Monday, April 27, 2009

Q. You are the economist known for predicting the economic downturn in 2008. What do you believe is happening to the economy today? 

A. The consensus among economists is that they see the economy that was contracting for the last two quarters at 6 percent going into positive economic growth by the second half of this year. . . . I believe that the rate of economic contraction is going to slow from negative 6 percent in the last two quarters to negative 2 percent by the fourth quarter. 

Next year, I believe that the growth rate is going to be low -- 0.5 percent for the U.S., compared to the consensus view of [plus] 2 percent. I believe the unemployment rate this year is going to go well above 10 percent and will be well above 11 percent next year, so even if we are technically out of a recession, we are going to feel like we are in a recession. 


I do agree that there is an improvement in the sense that the rate of contraction is not going to be as much as it has been in the last couple of quarters, but I still believe that the bottom of the economy [will be seen] toward the beginning or middle of next year. So my views are more bearish than the consensus. 

I believe things are going to be very mediocre throughout the world; in particular, in Europe and in Japan. They will only get out of their recession toward the end of next year. 

So you are still Dr. Doom? 

No, I am not Dr. Doom. I am Dr. Realist. I don't believe we are going to end up in a near-depression. Six months ago I was more worried about an L-shaped near-depression. Today, after the very aggressive policy actions taken by the U.S. and other countries . . . we are, instead, in the middle of a U. 

You think the Obama administration is on the right track with the stimulus packages and Chairman of the Federal Reserve Ben Bernacke pumping money into the system? 

Yes, I have to give credit to the administration. Within 30 days of coming to power, they did an $800 billion stimulus package, a new program to deal with mortgages and foreclosures, and also a bank plan that, when Treasury Secretary Tim Geithner came with details, made the markets rally sharply . . . Again, the glass is only half full because in order to do things with speed, they did not do them perfectly. Each one of these three programs has some flaws. The fiscal stimulus could have been more front-loaded. For the mortgages, eventually you are going to need the reduction of the face-value principal of the mortgages. And on the banks, I believe the PPIP [Public-Private Investment Program] plan can work for banks that are solvent.
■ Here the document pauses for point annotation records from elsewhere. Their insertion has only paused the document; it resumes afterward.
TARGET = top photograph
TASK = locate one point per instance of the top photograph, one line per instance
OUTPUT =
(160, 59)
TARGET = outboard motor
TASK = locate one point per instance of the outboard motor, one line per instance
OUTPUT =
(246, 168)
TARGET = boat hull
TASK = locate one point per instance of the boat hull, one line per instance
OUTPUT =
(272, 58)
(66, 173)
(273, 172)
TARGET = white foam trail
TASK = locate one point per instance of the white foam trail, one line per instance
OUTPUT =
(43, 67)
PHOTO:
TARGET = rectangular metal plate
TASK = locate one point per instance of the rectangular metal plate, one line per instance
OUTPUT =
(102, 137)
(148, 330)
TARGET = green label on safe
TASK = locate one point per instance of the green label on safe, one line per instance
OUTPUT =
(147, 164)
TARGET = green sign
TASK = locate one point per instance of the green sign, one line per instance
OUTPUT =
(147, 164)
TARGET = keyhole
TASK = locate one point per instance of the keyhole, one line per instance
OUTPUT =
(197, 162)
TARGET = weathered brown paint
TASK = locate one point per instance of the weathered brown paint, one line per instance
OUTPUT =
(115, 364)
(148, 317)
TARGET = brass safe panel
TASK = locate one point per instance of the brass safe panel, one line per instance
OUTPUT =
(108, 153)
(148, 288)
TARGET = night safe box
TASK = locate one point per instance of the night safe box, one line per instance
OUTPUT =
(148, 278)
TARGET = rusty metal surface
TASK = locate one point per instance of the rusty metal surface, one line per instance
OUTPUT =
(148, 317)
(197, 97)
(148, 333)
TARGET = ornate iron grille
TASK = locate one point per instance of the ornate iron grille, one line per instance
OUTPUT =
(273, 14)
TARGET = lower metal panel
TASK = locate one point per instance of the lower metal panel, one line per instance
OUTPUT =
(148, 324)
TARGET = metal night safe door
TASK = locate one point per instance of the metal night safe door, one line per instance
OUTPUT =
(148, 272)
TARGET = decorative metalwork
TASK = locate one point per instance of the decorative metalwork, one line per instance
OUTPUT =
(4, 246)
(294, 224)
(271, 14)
But . . . after the stress tests, it is going to be obvious that even some of the largest banks are so fundamentally in trouble that you cannot buy their toxic assets. You need to take over these banks on a temporary basis, clean them up and then sell them back to the private sector.

You have to nationalize these banks? 

Yes, if you do not like the dirty N-word, you can call it a temporary takeover. Nobody is in favor of permanent government ownership of the financial system. But we might need to do it on a temporary basis. 


How do you feel about the deficit that the Obama administration is building up? 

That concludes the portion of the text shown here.